“Social media is about taking smart risks,” observed Victoria Esser, Deputy Assistant Secretary for Digital Strategy at the U.S. State Department. Unfortunately, the recent tragedy in Libya has reminded us that being stationed overseas can be a very dangerous occupation.
Esser appeared on a panel at the Social Good Summit on Saturday along with other foreign diplomats in order to provide attendees with a snapshot of their digital media experiences. The three-day conference takes place at New York’s 92nd Street Y during UN Week and concludes today.
The State Department under Secretary of State Hillary Clinton has embraced internal and external digital platforms as tools to interact with employees and the public. As Esser said, “nothing replaces face-to-face diplomacy, but social media cuts away time barriers.” She noted that the State Department had recently hosted a “Google hangout in Persian to engage in dialogue with Iran, where the U.S. doesn’t have an on-the-ground presence.” They invited a few journalists to join in.
Charles Ray, former U.S. Ambassador to Zimbabwe, pointed to another well-documented advantage of using social platforms. “Social media is not a magic wand, but it’s an effective tool to have ongoing conversations with people who are hard to reach with other methods.” He was referring to those who are under 30 years old; in developing countries, members of this demographic primarily use cell phones since they have only limited access to the internet.
Twitter has become to go-to digital platform for officials serving overseas. “More foreign diplomats are comfortable now using Twitter. While it doesn’t supplant traditional diplomacy, Twitter is also good for cultural diplomacy,” said Arturo Sarukhan, Mexico’s ambassador to the U.S.

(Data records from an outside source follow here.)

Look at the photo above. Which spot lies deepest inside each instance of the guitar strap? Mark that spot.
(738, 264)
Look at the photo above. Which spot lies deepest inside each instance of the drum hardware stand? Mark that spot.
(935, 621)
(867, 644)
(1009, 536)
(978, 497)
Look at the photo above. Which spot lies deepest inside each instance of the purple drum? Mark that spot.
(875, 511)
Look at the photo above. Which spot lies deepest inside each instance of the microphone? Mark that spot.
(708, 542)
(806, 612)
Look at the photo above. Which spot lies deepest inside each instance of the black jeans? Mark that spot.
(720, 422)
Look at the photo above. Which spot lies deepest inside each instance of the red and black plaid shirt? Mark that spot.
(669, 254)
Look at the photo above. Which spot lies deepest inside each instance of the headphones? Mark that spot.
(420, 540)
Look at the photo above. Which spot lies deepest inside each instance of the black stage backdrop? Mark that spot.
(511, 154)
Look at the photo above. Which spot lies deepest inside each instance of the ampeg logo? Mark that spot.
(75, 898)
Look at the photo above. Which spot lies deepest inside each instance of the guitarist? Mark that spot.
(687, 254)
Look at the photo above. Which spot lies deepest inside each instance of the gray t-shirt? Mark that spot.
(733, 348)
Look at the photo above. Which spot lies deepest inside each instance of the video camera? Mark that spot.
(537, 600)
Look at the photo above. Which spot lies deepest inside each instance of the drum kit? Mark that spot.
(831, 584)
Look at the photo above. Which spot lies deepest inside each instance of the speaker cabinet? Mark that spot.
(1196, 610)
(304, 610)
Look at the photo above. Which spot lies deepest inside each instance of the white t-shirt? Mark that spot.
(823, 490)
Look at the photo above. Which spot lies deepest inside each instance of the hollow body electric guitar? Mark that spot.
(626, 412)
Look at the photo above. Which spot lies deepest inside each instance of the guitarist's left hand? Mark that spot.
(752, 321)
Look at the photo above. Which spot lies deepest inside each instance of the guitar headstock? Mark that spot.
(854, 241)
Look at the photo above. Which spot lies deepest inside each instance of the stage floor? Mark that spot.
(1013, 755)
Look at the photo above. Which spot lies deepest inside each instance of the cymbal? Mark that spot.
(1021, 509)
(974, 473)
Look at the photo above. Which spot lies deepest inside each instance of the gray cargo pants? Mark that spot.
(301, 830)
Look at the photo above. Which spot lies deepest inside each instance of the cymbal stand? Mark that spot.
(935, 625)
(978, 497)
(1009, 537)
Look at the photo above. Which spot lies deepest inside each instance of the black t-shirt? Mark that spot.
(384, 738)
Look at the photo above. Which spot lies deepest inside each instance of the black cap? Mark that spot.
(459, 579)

Not surprisingly, diplomats must tread cautiously on Twitter. “You can’t get every tweet approved by the foreign minister,” Sarukhan noted. “I do my tweets in a more kosher and formal way.” Sarukhan and Ray both reported receiving occasional comments from hostile followers; Sarukhan in particular must choose his words wisely, given the tenuous nature of national security relations between Mexico and the U.S.